A leitura d’A Peste não é nada reconfortante, mas pedagógica. Camus nos faz enxergar que esses períodos de calamidade exigem de nós um verdadeiro senso de responsabilidade e de coletividade. Sem nunca resvalar na pieguice, ele nos mostra a importância do trabalho dos profissionais que se dedicam a seus afazeres, com compromisso ético, mesmo nas situações mais adversas.

É o caso dos médicos em tempos de pandemia ou dos professores em tempos de intolerância política, como escreve ele nesta passagem marcante: “Mas chega sempre uma hora na história em que aquele que ousa dizer que dois e dois são quatro é punido com a morte. O professor sabe muito bem disso. E a questão não é saber qual é a recompensa ou o castigo que espera esse raciocínio. A questão é saber se dois e dois são ou não quatro.”

Salvação pelo Humanismo

Em meio a tragédia, os personagens principais se unem para organizar o atendimento aos doentes. Dali, nascem amizades e experiências marcantes: desesperadoras como a de acompanhar a morte de uma criança ou regeneradoras como a de compartilhar um banho de mar após meses de confinamento.

Aflora e consolida-se a consciência de que “amar ou morrer juntos, não há outro recurso”, ou seja, de que nessas horas é preciso agir e pensar coletivamente. Por fim, Camus nos mostra que o altruísmo de seus personagens é movido por um verdadeiro humanismo ─ um amor desinteressado e realista pelos homens, que conhece suas falhas e limites, mas que acredita em sua nobreza e bondade intrínsecas ─ e indica que esse humanismo é o que pode fazer a diferença nesses momentos de sacrifício.

Ao que tudo indica, estamos apenas no início do confinamento necessário para enfrentarmos essa pandemia. No horizonte, vislumbra-se tanto uma crise econômica (de magnitude sem precedentes na história) quanto política (cujos desdobramentos se encaminham para mais um processo de impeachment). Tempos sombrios, com certeza, virão.

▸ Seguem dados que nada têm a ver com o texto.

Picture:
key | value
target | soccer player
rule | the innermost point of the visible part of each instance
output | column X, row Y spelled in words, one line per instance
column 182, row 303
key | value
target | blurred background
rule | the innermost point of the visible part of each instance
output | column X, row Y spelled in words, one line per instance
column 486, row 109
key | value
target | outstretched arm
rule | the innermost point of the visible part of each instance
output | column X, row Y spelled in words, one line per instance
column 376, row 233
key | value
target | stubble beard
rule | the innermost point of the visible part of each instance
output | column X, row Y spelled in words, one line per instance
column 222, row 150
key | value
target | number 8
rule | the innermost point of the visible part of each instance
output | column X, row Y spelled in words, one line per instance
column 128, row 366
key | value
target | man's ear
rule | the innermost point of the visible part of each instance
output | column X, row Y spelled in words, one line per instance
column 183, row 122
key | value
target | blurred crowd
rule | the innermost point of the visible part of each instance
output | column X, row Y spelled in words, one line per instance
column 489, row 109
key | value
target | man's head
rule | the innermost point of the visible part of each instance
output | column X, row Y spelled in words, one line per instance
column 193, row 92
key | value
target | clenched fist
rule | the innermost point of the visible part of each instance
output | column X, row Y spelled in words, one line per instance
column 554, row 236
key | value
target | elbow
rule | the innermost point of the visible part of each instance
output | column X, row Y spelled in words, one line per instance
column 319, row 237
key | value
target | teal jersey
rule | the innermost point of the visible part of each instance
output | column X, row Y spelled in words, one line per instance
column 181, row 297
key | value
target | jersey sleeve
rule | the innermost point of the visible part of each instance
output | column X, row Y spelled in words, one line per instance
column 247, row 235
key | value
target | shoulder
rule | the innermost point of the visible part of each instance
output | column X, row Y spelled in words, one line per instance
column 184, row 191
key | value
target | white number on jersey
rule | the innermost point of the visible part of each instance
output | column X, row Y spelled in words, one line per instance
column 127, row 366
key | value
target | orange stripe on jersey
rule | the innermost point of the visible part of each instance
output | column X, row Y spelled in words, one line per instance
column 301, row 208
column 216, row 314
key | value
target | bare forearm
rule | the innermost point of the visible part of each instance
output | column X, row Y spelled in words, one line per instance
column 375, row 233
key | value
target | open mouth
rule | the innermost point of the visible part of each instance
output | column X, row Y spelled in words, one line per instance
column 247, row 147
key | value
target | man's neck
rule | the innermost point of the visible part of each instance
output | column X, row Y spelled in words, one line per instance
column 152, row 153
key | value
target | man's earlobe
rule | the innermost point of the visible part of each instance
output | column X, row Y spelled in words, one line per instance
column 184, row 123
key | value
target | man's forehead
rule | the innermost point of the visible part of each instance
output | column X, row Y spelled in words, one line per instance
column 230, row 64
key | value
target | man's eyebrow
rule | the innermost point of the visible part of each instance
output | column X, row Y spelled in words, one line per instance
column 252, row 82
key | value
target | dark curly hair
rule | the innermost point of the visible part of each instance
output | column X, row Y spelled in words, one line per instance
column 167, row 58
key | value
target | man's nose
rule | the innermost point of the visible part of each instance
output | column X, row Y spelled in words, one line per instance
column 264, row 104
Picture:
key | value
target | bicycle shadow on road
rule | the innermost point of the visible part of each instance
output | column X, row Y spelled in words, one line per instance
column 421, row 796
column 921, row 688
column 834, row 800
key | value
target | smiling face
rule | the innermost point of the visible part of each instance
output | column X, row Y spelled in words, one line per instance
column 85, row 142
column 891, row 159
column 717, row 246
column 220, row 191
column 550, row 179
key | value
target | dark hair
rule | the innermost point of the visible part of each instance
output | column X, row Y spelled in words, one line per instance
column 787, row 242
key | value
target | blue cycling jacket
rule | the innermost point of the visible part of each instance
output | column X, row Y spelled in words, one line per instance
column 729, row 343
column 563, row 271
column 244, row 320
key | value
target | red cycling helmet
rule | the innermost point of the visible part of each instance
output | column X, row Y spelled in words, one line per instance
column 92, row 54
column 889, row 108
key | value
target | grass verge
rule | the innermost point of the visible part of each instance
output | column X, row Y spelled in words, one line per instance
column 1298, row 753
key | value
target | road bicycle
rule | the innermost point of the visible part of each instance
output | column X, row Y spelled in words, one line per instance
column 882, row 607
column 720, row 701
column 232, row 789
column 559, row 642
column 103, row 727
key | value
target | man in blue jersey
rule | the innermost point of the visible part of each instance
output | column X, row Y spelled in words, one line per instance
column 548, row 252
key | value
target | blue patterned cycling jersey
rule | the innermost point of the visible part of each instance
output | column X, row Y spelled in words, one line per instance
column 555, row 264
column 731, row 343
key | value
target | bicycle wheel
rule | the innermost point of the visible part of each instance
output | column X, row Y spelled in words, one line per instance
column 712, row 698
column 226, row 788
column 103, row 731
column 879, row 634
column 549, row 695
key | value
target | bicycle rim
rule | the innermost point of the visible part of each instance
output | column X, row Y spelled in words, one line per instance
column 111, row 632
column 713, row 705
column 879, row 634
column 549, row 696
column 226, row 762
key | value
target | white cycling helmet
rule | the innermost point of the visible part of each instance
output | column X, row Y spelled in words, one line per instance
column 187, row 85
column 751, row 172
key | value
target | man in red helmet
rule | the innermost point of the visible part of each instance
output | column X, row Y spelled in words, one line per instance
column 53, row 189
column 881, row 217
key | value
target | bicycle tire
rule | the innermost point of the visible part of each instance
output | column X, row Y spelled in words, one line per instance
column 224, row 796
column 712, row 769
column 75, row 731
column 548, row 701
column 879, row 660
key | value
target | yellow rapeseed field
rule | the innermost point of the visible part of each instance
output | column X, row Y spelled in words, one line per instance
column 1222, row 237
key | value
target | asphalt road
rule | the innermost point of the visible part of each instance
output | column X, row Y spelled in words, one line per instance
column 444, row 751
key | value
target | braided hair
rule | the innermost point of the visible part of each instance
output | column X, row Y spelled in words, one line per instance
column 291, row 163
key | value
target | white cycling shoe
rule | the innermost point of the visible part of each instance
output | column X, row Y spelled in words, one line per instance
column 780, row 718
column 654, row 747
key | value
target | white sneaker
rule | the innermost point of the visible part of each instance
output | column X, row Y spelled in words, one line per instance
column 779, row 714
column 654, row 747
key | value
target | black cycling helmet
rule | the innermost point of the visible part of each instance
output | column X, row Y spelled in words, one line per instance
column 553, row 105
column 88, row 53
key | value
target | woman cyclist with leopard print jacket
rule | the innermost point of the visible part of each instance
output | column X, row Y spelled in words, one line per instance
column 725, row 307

Aproveitemos, então, para, na medida de nossas forças, cumprir nossas obrigações profissionais com zelo, exercer nossa solidariedade, bater panela e protestar nas redes sociais, colocar a leitura em dia... Quem sabe possamos chegar ao final desse período e dizer, como o narrador do livro, que aprendemos no meio do flagelo “que há nos homens mais coisas a admirar que coisas a desprezar”?